Oui, si des évènements comme la demande de licence obligatoire par la Thaïlande, la dénonciation des accords bilatéraux avec le Maroc, ou encore le procès qui se tient actuellement en Inde, ne sont pas suffisants pour ébranler le système, il est clair que les politiques doivent s'emparer plus clairement de ce sujet : le G8 ne peut pas chaque année faire des déclarations sur l'accès universel, l'Assemblée générale des Nations unies ne peut pas s'engager à l'accès universel, et dire qu'il faut augmenter les ressources. Quand on dit qu'il faut augmenter les ressources parce qu'elles sont insuffisantes, il faut aussi savoir le prix qu'on accepte de payer quand on achète quelque chose. Et en l'état actuel, on ne peut pas continuer à chercher des ressources en fonction des seuls prix qui nous sont imposés, et que la communauté internationale ne peut ni discuter ni négocier en dehors d'une certaine marge d'ajustement beaucoup trop modeste par rapport aux enjeux.

Novartis déclare ne pas s'en prendre à l'accès aux médicaments mais vouloir préserver par principe la propriété intellectuelle. Qu'en pensez-vous ?

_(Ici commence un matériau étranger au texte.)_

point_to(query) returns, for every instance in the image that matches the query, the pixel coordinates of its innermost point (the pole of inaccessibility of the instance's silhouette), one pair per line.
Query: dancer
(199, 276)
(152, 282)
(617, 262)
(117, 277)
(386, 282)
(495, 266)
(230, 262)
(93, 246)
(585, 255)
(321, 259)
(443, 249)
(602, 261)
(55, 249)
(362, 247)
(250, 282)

Jusqu'à aujourd'hui, je crois que la propriété intellectuelle a effectivement permis à l'industrie de réinvestir pour découvrir des médicaments dont on a tous besoin, et qui sont des médicaments de qualité, qui s'améliorent avec le temps. Mais derrière cette affirmation, que personne ne peut nier - l'amélioration des anti-rétroviraux en témoigne -, il ne faut pas masquer la réalité. 90 % des malades dans le monde ne peuvent avoir accès à ces médicaments et à ces innovations. Il y a donc un problème qu'on ne pourra résoudre sans étudier la question des deux côtés. Ce que dit Novartis : « Je préserve la propriété intellectuelle, donc je préserve ma capacité et la capacité de l'industrie à investir », n'est pas faux. Mais à cela il faut répondre qu'il s'agit aussi d'un système qui empêche actuellement l'accès des médicaments aux pays pauvres. Il faut donc trouver une solution tous ensemble. Soyons clairs : ce n'est pas noir ou blanc. Mais la force de ce procès et la force de cette protestation sont d'attirer l'attention du monde sur le fait que nous ne pouvons pas continuer comme ça si nous voulons que les malades des pays pauvres aient accès à la santé, et nous le voulons ! On ne le veut pas seulement pour des raisons humanitaires, ou morales, on le veut parce que sans développement, il n'y aura pas de mondialisation. La mondialisation est là pour tout le monde, pour les riches comme pour les pauvres ! Tout le monde en tirera bénéfice. Si c'est une mondialisation qui n'est qu'une libre expression des forces de marché, elle continuera à laisser des centaines de millions de personnes au bord de la route.